Katie Stevens : Ce qu’il y a de génial avec la série, c’est qu’elle montre des hommes bons qui soutiennent les femmes et ne se sentent pas intimidés ou émasculés par leur empowerment. Dans la série, les hommes et les femmes sont traités équitablement. Je crois que le monde évolue sur ce sujet, nous voulons montrer que les femmes dans nos vies ont aussi une voix et qu’elles ont besoin de sentir que cette voix compte. Et c’est ce que la série réussit. C’est merveilleux d’entendre des mères, des pères nous raconter que leurs enfants abordent d’autres sujets de conversations. Leurs filles commencent à sentir ce sentiment d’autonomie quand les garçons réagissent sur leur façon de se comporter avec les femmes et comment ils doivent avancer côte à côte.
Meghann Fahy : Dans la grande partie des cas, nous recevons énormément de retours positifs des personnes qui regardent la série. Vous ne pouvez pas plaire à tout le monde, c’est impossible mais nous prêtons beaucoup de soin et d’attention sur des sujets qui nous importent et nous essayons de raconter cette histoire de la façon la plus juste, c’est très important pour nous. Les retours concernant le féminisme de la série s’avèrent vraiment très positive dans l’ensemble.

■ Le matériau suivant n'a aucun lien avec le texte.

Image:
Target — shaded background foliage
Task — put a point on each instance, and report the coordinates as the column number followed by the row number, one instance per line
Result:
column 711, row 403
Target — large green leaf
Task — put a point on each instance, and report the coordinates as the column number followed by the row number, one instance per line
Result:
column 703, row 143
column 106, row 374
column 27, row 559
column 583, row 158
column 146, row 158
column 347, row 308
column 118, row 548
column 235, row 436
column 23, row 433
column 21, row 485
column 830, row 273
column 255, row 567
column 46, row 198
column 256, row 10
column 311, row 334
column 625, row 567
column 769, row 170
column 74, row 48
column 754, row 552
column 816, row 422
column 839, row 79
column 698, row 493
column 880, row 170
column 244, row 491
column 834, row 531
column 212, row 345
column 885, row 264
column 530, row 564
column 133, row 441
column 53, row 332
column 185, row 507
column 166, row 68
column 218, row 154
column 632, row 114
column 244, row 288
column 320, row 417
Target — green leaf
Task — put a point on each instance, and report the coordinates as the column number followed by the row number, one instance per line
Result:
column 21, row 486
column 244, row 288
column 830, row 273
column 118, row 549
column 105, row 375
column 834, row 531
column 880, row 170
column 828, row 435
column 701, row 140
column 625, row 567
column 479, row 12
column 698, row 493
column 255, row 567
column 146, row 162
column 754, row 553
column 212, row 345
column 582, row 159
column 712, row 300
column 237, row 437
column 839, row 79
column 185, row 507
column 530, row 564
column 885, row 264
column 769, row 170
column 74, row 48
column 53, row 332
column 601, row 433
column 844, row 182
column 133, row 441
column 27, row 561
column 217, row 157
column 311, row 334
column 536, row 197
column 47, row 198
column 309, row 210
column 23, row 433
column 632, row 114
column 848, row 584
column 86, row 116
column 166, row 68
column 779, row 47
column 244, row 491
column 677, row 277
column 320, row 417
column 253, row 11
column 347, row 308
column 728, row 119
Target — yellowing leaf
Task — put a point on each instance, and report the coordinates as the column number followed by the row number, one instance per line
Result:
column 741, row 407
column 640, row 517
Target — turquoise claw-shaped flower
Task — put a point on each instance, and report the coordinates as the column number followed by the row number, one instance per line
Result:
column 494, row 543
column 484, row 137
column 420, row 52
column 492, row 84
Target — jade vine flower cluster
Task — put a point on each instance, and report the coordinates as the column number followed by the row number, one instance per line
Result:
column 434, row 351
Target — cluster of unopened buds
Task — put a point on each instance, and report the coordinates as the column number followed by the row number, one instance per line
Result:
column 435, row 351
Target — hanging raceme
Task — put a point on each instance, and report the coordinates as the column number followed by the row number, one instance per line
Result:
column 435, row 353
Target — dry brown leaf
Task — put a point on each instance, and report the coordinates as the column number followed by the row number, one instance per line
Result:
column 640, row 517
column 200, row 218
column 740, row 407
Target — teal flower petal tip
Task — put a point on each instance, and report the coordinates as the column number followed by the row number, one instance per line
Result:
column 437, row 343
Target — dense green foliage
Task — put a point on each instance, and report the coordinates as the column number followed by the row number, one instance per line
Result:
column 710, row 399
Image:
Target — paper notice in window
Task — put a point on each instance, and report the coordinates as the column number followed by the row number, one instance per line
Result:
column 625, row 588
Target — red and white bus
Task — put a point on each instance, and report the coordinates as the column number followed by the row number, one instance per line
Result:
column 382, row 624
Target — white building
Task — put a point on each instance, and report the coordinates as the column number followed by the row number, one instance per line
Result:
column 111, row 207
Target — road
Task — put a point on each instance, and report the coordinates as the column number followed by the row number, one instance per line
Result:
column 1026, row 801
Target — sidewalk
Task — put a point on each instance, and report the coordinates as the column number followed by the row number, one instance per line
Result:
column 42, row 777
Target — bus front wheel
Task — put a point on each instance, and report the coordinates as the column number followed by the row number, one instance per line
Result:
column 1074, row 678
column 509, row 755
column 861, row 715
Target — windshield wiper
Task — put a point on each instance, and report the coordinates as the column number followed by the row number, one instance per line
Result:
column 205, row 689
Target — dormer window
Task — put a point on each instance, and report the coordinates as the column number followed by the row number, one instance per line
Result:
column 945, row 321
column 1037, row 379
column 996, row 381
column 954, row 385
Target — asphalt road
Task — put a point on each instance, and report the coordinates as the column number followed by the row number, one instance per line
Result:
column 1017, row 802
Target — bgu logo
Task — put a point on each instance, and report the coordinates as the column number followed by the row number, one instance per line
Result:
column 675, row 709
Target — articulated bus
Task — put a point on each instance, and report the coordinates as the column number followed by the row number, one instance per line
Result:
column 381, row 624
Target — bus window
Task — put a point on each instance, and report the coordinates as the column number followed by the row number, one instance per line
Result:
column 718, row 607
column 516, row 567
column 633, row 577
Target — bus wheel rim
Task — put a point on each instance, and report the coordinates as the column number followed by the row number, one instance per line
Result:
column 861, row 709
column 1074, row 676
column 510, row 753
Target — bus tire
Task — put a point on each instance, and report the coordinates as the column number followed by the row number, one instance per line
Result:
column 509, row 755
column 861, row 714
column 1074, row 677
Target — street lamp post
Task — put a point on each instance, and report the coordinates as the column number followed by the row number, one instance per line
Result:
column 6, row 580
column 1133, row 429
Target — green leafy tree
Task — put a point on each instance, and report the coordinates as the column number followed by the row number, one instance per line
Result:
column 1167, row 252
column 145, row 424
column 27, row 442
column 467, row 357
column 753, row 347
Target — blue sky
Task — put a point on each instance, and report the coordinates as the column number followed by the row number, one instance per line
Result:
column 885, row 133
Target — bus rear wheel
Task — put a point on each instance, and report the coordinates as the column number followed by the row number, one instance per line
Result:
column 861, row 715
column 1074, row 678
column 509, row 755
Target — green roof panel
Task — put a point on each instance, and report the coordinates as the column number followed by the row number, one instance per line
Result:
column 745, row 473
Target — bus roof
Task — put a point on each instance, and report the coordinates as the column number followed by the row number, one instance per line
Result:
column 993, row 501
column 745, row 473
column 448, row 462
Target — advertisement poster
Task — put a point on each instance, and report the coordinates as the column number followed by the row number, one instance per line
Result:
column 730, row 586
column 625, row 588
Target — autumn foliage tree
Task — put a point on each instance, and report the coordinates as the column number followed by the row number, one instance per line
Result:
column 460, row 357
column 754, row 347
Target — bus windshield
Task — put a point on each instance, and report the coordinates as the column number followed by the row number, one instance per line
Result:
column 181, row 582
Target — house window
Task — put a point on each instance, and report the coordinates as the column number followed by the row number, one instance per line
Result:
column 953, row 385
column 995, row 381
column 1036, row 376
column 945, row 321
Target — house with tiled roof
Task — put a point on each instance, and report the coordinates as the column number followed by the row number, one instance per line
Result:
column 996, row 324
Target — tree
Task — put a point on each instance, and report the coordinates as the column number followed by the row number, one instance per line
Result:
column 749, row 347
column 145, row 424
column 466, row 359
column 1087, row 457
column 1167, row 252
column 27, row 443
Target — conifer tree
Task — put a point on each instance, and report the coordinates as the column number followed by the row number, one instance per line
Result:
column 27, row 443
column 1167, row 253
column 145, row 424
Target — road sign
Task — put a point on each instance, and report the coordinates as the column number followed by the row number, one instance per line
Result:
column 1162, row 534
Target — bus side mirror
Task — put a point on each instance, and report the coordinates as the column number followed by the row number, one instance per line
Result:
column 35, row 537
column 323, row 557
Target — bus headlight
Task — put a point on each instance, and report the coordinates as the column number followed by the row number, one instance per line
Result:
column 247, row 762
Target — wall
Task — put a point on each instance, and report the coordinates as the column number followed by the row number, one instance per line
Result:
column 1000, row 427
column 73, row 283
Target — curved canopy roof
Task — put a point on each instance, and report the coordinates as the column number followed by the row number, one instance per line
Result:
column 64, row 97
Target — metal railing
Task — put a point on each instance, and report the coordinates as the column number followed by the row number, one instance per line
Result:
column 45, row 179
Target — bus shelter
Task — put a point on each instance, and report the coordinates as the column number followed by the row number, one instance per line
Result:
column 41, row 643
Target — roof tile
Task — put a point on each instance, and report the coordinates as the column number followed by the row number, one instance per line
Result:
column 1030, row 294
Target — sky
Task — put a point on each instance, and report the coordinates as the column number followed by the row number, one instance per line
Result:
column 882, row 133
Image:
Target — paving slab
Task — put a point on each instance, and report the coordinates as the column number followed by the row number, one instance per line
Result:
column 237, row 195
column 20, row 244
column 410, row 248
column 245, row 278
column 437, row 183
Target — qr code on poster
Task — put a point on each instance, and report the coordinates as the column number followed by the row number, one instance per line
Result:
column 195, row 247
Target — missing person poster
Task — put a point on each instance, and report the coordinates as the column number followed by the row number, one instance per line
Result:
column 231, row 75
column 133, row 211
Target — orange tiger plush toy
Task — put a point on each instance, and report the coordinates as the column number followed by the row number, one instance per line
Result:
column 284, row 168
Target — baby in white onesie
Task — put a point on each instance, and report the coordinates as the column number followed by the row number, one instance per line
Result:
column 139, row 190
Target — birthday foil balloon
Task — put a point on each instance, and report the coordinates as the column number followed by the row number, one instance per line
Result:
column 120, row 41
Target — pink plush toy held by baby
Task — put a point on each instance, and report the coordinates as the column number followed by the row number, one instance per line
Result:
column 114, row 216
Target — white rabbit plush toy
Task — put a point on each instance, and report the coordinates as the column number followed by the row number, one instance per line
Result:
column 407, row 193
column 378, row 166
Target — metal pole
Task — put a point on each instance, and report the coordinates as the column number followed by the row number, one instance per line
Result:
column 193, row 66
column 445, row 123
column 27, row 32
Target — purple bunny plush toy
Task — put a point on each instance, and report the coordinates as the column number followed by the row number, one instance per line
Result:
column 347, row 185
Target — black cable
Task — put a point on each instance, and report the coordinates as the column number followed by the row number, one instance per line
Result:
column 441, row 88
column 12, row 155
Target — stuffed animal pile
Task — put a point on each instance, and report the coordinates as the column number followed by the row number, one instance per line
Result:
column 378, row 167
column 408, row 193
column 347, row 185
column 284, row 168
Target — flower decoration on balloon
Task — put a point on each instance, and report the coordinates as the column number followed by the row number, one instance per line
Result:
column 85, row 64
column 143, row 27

Aisha Dee : Même si des personnes réagissaient de façon négative, parce que pour le moment, je n’ai pas vu ou entendu beaucoup de choses particulièrement négatives, j’adore ça, je veux les entendre ! Je ne crains pas les critiques parce qu’elles reflètent une opinion et peuvent servir à nous améliorer. Nous voulons que les gens apprécient la série, qu’ils s’assoient à la fin de leur journée et se disent qu’ils ont hâte de la regarder. L’objectif principal est de leur faire passer un bon moment. Et les seules critiques que j’ai pu lire finissaient toujours par avouer que leurs auteurs adoraient regarder la série. Donc, oui, critiquez, tant que vous continuez à regarder la série, c’est cool !
Melora Harding : L’un des points forts de la série est de toujours offrir de l’équilibre dans les sujets abordés, que ce soit le féminisme ou la possession et le port d’arme à feu dans la seconde saison. La série est exemplaire dans sa faculté à proposer les deux pôles d’une conversation, que vous n’avez pas besoin de haïr une personne avec qui vous n’êtes pas d’accord ; vous n’avez pas à la rabaisser ou la discréditer parce qu’elle ne croit pas à ce que vous croyez. J’adore cet aspect de la série. Elle illustre parfaitement l’équilibre nécessaire dans des débats sur des sujets importants comme l’évolution des rapports homme / femme. Pour moi, c’est important, nous avons besoin d’inscrire ces idées en particulier dans la psychée masculine et spécialement pour notre président.